Another important package is iPython, which provides something like a Matlab environment for Python programming. Most tutorials and talks consist of at least some content in the form of an iPython web-based notebook. From a cloud computing perspective, an iPython notebook makes it easy to run interactive sessions remotely (i.e. the kernel runs on a remote system, but user interaction happens through a browser interface). iPython is expanding beyond the realm of Python (under the name Jupyter) to become a language-neutral system supporting R, Ruby, Julia and other languages in addition to Python. Project Jupyter received $6 million in funding last week to continue its development.
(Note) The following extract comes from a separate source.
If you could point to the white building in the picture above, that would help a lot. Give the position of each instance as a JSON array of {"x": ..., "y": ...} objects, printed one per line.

By the way, Github now supports native rendering of iPython notebooks. For example, this is one of the notebooks I used in my talk.
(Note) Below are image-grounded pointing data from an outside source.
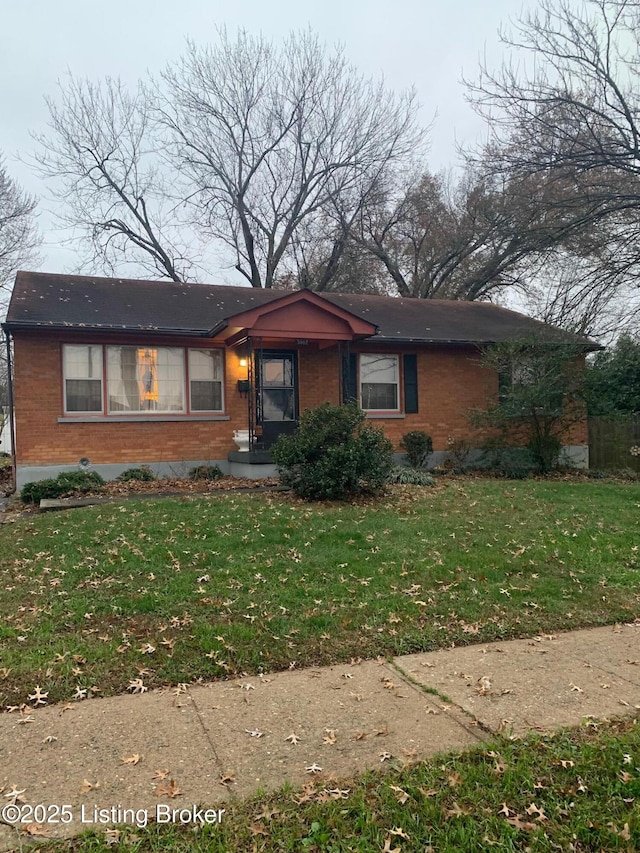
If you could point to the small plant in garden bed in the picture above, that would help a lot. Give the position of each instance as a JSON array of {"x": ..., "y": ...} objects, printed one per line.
[
  {"x": 410, "y": 477},
  {"x": 334, "y": 455},
  {"x": 418, "y": 446},
  {"x": 575, "y": 790},
  {"x": 205, "y": 472},
  {"x": 65, "y": 484},
  {"x": 484, "y": 559}
]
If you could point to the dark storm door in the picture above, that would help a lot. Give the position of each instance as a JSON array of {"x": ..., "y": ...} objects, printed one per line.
[{"x": 277, "y": 397}]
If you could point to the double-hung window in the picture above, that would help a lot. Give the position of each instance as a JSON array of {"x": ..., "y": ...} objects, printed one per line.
[
  {"x": 145, "y": 379},
  {"x": 379, "y": 382},
  {"x": 205, "y": 380},
  {"x": 82, "y": 367}
]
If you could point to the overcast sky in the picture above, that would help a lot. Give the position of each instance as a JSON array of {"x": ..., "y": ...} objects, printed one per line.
[{"x": 426, "y": 43}]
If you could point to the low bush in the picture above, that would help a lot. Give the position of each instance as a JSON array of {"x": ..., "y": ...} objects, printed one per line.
[
  {"x": 512, "y": 463},
  {"x": 418, "y": 446},
  {"x": 143, "y": 473},
  {"x": 205, "y": 472},
  {"x": 65, "y": 484},
  {"x": 334, "y": 454},
  {"x": 410, "y": 476}
]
I received comments that many teams had had a need at one time or another for some form of distributed HDF, and that they are glad to see The HDF Group providing this. In my talk I also demo’ed a new library I’d just been working on (I was tweaking it even during the conference), h5pyd. The ‘d’ is for distributed h5py. The idea is that you can use a package that is 95% source code compatible with h5py, yet invokes calls over the REST API rather than using HDF5 lib. You can’t do anything with h5pyd that you couldn’t with h5py, but using it is much more convenient than using the REST API directly.
It was great getting feedback on HDF Server (h5serv) at SciPy (and likewise at the ESIP conference the week after), and I’m looking forward to incorporating some of the suggestions I’ve received in future updates of HDF Server.
Finally, some common questions/concerns about HDF that came up at the conference…
• Concurrent readers/writers – this is a common request from attendees. Andrew gave a good overview of SWMR in his talk (part of the upcoming HDF5 Release 1.10.0) and urged people to try it out if their task fits the SWMR use case.
• Journaling support for HDF5 – this is a feature that reflects a concern that an HDF5 file could get left in a corrupted, un-recoverable state if the application updating the file suddenly crashed. This is not planned feature for the upcoming 1.10 release, but will be considered for future releases.
• HDF5 backups – Large HDF5 files which get updated continually can be problematic from the backup point of view. (My take would be to address through the use of an object store – more on this in a future blog post!)
• Compression Filters – custom compression filters are a nice feature, but can be quite problematic to deal with in practice. We’ve been working with the Europe-based RDA Group to improve this. See: HDF5 External Filter Plugin Working Group.
As always, it was good to get feedback on what people liked about HDF5 and what features they would most like to see in future versions. For more information on upcoming 1.10 features, see our blog post, “What’s Coming in the HDF5 1.10.0 Release?”
The SciPy agenda also left some room for fun side activities. Here’s a pic of the riverboat cruise on Thursday evening:
Overall, the SciPy Conference is well worth attending for anyone, from novice to expert, who is interested in scientific programming with Python.
See you next year in Austin for SciPy 2016!